Generative AI does pose several potential risks, but there are steps businesses and individual employees can take to improve privacy and security. First, do not put confidential information into a prompt for a publicly available tool such as ChatGPT or Google’s Gemini, says Lisa Avvocato, vice president of marketing and community at data firm Sama.

When crafting a prompt, be generic to avoid sharing too much. “Ask, ‘Write a proposal template for budget expenditure,’ not ‘Here is my budget, write a proposal for expenditure on a sensitive project,’” she says. “Use AI as your first draft, then layer in the sensitive information you need to include.”

If you use it for research, avoid issues such as those seen with Google’s AI Overviews by validating what it provides, says Avvocato. “Ask it to provide references and links to its sources. If you ask AI to write code, you still need to review it, rather than assuming it’s good to go.”

Microsoft has itself stated that Copilot needs to be configured correctly and the “least privilege”—the concept that users should only have access to the information they need—should be applied. This is “a crucial point,” says Prism Infosec’s Robinson. “Organizations must lay the groundwork for these systems and not just trust the technology and assume everything will be OK.”

It’s also worth noting that ChatGPT uses the data you share to train its models, unless you turn it off in the settings or use the enterprise version.

List of Assurances

The firms integrating generative AI into their products say they’re doing everything they can to protect security and privacy. Microsoft is keen to outline security and privacy considerations in its Recall product and the ability to control the feature in Settings > Privacy & security > Recall & snapshots.

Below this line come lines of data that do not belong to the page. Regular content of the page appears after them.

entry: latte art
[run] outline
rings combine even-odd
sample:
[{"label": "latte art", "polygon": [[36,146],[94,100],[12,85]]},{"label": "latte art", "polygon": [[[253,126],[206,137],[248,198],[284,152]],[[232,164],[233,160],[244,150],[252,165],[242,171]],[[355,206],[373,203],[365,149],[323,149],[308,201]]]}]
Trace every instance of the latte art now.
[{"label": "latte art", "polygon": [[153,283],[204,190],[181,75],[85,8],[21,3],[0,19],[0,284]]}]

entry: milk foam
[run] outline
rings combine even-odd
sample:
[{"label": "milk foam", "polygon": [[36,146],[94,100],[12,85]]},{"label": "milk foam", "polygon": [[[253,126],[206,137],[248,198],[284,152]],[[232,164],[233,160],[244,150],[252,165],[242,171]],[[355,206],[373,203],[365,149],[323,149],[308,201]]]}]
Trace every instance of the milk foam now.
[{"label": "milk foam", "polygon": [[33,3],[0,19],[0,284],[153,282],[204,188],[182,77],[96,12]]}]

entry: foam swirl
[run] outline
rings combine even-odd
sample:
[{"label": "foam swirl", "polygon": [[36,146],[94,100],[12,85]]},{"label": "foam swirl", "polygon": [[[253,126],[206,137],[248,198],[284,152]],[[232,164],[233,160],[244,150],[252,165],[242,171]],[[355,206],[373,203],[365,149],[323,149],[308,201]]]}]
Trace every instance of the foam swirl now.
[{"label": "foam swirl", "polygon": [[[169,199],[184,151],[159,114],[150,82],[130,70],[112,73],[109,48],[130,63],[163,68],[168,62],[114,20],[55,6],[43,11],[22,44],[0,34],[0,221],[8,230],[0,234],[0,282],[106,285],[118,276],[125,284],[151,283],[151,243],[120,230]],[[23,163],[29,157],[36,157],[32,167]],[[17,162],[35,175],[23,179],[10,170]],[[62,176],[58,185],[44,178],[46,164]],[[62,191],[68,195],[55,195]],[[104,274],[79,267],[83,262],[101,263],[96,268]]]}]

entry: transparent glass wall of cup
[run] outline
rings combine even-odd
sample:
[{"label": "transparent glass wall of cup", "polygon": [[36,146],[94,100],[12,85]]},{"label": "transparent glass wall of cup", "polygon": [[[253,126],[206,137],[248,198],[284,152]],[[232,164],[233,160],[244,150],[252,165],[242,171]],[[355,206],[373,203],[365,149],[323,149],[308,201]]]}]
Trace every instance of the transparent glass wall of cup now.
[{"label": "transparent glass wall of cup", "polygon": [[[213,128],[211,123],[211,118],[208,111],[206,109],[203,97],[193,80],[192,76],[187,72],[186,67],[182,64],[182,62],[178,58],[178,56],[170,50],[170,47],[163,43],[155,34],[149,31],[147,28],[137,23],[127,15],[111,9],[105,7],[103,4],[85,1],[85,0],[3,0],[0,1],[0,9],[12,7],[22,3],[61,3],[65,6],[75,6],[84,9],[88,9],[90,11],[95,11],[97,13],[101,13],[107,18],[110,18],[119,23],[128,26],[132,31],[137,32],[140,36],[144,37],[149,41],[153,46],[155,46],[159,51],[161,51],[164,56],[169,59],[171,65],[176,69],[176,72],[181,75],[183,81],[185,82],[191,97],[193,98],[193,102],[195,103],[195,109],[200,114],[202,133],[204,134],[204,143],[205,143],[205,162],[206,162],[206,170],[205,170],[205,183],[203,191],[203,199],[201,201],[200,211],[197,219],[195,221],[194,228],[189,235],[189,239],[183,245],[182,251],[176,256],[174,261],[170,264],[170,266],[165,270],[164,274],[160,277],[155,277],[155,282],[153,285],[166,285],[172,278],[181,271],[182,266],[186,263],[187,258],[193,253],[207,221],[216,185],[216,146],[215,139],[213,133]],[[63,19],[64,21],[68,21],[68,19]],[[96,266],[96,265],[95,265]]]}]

Google says generative AI in Workspace “does not change our foundational privacy protections for giving users choice and control over their data,” and stipulates that information is not used for advertising.

OpenAI reiterates how it maintains security and privacy in its products, while enterprise versions are available with extra controls. “We want our AI models to learn about the world, not private individuals—and we take steps to protect people’s data and privacy,” an OpenAI spokesperson tells WIRED.

OpenAI says it offers ways to control how data is used, including self-service tools to access, export, and delete personal information, as well as the ability to opt out of use of content to improve its models. ChatGPT Team, ChatGPT Enterprise, and its API are not trained on data or conversations, and its models don’t learn from usage by default, according to the company.

Either way, it looks like your AI coworker is here to stay. As these systems become more sophisticated and omnipresent in the workplace, the risks are only going to intensify, says Woollven. “We're already seeing the emergence of multimodal AI such as GPT-4o that can analyze and generate images, audio, and video. So now it's not just text-based data that companies need to worry about safeguarding.”

With this in mind, people—and businesses—need to get in the mindset of treating AI like any other third-party service, says Woollven. “Don't share anything you wouldn't want publicly broadcasted.”